Suppose that $t_n$ is a sequence in $A_{\alpha}$ that converges to some $t\in \R^+_0$. Since $F$ is continuous and $|F(t_n) - F(0)|\le \alpha t_n$ for all $n$, we have $|F(t) - F(0)|\le \alpha t$. Moreover, if $0\le s < t$, then there exists some $n$ such that $s < t_n\le t$, and since $t_n\in A_{\alpha}$, this implies that $|F(s)-F(0)|\le \alpha s$. Hence, $t\in A_{\alpha}$, and so $A_{\alpha}$ is closed.

On the other hand, if $t\in A_{\alpha}$, since $D_+F(t) = 0$, there exists $h_0>0$ such that $|F(t+h) - F(t)|\le \alpha h$ for all $0 < h < h_0$. Now let $t< s < t+h_0$, then we have \[ |F(s)-F(0)| \le |F(s)-F(t)| + |F(t)-F(0)|\le \alpha(s-t) + \alpha t = \alpha s. \] Moreover, for all $s\le t$ the inequality $|F(s)-F(0)|\le \alpha s$ follows from the fact that $t\in A_{\alpha}$. Thus, we conclude that $[0, t+h_0)\subseteq A_{\alpha}$, and since $t$ was arbitrary, the set $A_{\alpha}$ is open as a subset of $\R^+_0$.

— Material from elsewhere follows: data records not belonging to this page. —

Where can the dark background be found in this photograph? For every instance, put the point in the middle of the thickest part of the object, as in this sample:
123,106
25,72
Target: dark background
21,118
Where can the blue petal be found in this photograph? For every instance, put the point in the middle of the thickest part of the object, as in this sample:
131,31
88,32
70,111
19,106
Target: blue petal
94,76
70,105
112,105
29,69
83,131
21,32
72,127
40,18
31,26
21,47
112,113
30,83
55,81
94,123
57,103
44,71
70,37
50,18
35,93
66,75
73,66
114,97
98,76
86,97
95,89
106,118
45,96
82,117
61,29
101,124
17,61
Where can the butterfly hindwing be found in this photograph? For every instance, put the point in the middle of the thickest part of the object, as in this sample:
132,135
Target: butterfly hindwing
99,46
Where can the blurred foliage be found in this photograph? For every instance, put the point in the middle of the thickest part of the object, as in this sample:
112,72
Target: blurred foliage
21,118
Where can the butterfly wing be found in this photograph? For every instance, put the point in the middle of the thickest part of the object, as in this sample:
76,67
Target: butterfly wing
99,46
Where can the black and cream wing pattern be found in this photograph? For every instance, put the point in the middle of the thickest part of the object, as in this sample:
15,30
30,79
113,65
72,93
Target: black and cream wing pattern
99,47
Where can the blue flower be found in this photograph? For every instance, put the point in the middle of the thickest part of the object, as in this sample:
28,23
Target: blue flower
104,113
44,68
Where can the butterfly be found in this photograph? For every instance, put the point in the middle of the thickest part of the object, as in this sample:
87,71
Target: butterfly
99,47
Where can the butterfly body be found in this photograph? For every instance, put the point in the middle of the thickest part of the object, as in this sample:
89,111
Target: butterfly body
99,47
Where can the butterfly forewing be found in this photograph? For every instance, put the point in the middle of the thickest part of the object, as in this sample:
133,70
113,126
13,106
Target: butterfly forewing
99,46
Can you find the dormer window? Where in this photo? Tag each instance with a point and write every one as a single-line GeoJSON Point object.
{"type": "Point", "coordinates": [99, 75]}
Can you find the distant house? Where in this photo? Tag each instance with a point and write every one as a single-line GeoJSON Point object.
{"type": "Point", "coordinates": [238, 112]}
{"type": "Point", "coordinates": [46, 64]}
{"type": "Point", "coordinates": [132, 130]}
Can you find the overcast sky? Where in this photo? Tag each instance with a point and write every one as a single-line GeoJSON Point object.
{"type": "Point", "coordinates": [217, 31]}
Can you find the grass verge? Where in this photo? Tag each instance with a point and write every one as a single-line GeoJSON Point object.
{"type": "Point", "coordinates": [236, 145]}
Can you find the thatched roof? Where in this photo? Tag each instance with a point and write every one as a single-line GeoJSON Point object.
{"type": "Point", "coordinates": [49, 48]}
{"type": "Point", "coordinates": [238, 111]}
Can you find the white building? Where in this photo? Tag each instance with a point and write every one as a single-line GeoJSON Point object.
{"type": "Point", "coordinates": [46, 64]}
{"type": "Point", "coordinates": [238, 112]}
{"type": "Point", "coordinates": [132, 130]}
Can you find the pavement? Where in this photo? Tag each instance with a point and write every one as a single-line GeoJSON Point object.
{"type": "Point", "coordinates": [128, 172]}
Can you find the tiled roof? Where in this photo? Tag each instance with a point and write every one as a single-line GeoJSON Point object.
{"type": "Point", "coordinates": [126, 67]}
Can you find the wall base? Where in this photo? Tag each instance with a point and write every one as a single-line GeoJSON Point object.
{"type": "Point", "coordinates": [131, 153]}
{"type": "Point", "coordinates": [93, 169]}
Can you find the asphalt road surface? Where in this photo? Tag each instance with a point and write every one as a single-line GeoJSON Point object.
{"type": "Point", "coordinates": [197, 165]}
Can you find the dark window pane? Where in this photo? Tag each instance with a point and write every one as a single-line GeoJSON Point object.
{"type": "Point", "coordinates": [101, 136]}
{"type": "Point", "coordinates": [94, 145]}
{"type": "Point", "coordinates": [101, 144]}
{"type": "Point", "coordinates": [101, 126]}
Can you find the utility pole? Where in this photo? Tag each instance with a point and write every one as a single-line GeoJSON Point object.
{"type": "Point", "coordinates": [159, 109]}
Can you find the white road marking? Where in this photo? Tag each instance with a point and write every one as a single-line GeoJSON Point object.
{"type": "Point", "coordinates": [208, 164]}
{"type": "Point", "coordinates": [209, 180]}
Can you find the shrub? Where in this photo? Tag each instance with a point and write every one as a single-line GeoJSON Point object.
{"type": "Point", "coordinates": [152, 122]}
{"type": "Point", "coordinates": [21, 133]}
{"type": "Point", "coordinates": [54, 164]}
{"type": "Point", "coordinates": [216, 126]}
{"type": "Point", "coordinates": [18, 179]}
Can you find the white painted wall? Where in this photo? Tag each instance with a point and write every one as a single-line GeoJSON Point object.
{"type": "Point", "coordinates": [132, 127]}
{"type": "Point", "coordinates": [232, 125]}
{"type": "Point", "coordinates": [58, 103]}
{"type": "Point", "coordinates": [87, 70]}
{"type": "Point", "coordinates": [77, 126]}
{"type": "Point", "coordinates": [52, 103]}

Since $A_{\alpha}$ is closed, open and not empty, we conclude by connectedness of $\R_0^+$ that $A_{\alpha} = \R^+_0$ for all $\alpha > 0$, i.e. for all $\alpha > 0$ and all $s \in \R^+_0$, we have $|F(s)-F(0)|\le \alpha s$, and so $F(s) = F(0)$ for all $s \in \R^+_0$.